Ingest logs into the Observability Platform
How to make new logs available in the Observability Platform in self-service.
By default, Giant Swarm clusters starting from CAPA v29.2.0, and CAPZ v29.1.0 are equipped with Alloy, an Observability data collector. It’s configured to collect system logs from the cluster and forward them to a central Loki instance running on the management cluster. See Logging for more details.
The observability platform allows to ingest logs from your workloads in a self-service way using PodLogs to select which pods to ingest logs.
Using PodLogs
From release v30.0.0
additional targets to collect logs from can be configured using PodLogs resource. Those resources can be created in any namespace. PodLogs resources can be used to:
- Filter pods targets using label selector
- Filter pods’ namespaces using label selector
- Modify labels using relabeling
PodLogs can be created via a Helm Chart or GitOps. Alternatively it can also be directly created in the cluster.
Example:
cat <<EOF | kubectl apply -f -
apiVersion: monitoring.grafana.com/v1alpha2
kind: PodLogs
metadata:
name: example-podlogs
spec:
selector:
matchLabels:
foo: bar
namespaceSelector:
matchLabels:
kubernetes.io/metadata.name: charlie
relabelings:
- action: replace
sourceLabels: [__meta_kubernetes_pod_node_name]
targetLabel: node_name
EOF
This will select all pods with the foo: bar
label in the namespace charlie
and add the node_name
label to the logs metadata. More examples can be found here.
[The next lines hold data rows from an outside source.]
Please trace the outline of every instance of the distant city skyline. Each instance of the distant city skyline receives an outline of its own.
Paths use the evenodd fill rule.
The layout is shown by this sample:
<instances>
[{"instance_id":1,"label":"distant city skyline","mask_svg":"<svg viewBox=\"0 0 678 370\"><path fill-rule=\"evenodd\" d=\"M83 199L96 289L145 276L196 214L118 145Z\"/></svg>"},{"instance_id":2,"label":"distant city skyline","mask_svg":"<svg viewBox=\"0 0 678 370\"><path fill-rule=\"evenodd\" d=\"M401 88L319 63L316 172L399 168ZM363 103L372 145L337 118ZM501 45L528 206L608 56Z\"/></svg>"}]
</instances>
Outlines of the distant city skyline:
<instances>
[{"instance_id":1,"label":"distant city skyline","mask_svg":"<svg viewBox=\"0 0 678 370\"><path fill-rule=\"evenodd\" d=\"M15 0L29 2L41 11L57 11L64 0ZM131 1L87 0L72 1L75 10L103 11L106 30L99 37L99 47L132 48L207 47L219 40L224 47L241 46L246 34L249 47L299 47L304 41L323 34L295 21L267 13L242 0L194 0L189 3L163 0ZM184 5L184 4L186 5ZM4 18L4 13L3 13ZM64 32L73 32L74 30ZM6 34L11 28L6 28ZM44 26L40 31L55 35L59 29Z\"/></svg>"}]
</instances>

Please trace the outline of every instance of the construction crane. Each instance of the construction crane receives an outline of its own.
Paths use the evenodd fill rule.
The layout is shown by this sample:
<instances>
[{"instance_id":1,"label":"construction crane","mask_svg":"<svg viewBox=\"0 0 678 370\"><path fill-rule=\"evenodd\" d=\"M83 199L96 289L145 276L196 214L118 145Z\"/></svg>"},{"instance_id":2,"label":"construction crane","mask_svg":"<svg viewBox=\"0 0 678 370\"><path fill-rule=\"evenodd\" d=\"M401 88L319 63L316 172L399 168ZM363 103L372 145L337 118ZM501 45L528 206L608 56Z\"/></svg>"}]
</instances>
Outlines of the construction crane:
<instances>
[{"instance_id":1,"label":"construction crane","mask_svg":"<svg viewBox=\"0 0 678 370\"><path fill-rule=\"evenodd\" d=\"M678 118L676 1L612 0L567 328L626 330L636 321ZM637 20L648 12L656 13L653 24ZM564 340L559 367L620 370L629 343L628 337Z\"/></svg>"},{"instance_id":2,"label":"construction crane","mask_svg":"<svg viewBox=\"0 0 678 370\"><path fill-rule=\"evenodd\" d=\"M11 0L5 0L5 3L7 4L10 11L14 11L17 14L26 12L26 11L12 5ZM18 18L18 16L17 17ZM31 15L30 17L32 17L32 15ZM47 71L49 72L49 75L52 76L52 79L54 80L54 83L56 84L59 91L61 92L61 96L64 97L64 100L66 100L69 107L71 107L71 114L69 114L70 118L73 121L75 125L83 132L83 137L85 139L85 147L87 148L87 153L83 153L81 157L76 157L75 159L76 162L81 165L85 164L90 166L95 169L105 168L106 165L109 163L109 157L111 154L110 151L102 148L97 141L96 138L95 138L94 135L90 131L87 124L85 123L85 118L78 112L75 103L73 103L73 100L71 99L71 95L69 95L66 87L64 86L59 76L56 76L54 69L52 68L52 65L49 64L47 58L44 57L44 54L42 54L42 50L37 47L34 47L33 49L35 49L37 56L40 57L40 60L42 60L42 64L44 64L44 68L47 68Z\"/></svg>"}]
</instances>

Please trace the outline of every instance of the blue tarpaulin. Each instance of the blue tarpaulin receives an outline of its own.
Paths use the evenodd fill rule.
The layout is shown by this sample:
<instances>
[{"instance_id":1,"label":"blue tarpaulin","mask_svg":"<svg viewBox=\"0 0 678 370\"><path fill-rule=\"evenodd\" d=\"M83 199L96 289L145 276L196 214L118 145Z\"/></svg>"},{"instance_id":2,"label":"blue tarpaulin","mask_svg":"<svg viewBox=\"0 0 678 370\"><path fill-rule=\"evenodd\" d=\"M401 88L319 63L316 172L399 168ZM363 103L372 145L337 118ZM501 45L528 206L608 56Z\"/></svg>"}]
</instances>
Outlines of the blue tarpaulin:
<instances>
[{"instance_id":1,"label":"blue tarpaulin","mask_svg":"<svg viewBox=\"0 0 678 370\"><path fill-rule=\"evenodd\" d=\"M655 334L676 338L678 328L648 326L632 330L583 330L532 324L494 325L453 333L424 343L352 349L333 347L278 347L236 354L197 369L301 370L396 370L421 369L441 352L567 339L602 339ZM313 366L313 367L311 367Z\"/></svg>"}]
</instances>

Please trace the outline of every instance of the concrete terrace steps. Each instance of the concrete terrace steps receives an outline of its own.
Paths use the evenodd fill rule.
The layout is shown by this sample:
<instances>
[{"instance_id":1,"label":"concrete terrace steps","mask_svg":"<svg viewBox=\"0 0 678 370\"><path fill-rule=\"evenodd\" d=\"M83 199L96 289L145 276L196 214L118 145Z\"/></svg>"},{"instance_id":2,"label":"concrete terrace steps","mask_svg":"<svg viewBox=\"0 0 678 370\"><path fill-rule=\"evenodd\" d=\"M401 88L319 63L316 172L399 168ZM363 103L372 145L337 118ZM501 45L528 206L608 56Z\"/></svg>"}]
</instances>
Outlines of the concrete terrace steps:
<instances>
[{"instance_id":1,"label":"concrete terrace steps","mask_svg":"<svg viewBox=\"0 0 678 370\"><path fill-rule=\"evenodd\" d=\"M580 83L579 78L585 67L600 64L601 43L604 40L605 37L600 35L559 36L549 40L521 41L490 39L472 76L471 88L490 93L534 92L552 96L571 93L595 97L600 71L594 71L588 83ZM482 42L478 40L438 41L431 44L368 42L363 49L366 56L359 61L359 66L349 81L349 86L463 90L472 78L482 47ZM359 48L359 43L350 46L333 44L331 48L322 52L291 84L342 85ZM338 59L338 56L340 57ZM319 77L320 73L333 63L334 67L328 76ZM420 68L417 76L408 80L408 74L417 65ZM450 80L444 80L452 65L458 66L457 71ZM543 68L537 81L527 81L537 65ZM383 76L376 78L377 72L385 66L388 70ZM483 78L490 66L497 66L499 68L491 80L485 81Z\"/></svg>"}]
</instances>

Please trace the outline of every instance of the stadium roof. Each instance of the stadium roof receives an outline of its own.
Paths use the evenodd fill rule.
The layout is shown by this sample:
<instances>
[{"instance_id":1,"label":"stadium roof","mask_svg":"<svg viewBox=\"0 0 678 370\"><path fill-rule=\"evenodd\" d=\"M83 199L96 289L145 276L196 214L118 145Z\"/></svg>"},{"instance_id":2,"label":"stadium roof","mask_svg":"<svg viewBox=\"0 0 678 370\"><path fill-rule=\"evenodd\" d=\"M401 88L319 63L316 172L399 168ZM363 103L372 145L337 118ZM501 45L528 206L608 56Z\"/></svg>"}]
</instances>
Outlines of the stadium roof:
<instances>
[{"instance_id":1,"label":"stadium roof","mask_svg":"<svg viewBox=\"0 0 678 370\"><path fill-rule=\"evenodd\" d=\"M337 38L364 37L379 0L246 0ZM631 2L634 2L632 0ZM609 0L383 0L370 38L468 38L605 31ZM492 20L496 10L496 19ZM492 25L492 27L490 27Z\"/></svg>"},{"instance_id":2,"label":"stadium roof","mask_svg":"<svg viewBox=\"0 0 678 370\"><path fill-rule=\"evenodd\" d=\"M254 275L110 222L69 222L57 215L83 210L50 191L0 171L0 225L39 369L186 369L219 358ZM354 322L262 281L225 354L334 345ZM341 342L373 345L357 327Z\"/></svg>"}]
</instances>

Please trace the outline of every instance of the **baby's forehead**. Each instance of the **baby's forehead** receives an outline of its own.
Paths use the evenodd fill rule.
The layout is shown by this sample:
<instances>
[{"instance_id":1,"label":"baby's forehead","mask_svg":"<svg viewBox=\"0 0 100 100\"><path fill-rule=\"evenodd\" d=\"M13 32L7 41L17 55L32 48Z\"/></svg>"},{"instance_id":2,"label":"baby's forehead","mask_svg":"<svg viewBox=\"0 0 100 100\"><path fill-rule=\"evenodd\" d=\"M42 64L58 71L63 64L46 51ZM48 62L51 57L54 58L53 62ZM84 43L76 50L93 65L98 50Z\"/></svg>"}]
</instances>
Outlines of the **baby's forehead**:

Logs lines can then be viewed in Grafana
UI on the Explore
page; learn more about this in Exploring logs with LogQL.
Technical considerations
Per default log ingestion is enabled for the following namespaces:
kube-system
giantswarm
This is done through a set of predefined PodLogs resources created in the kube-system
namespace and labelled with giantswarm.io/managed-by: alloy-logs
. These PodLogs shouldn’t be overwritten or we can’t guarantee the operational safety of the clusters.
Performances considerations
Keep in mind that ingesting new logs into the observability platform comes with a cost. The resource consumption of the central Loki
is related to the amount of logs it has to handle. This means ingesting more logs also leads to higher resource consumption of the observability platform overall. Also note that logs are tailed through Kubernetes API on the cluster, impacting network traffic and CPU consumption of the API server pods.
You can check the resources usage of Kubernetes API server pods in Kubernetes / Compute Resources / Pod
dashboard in your installation’s Grafana.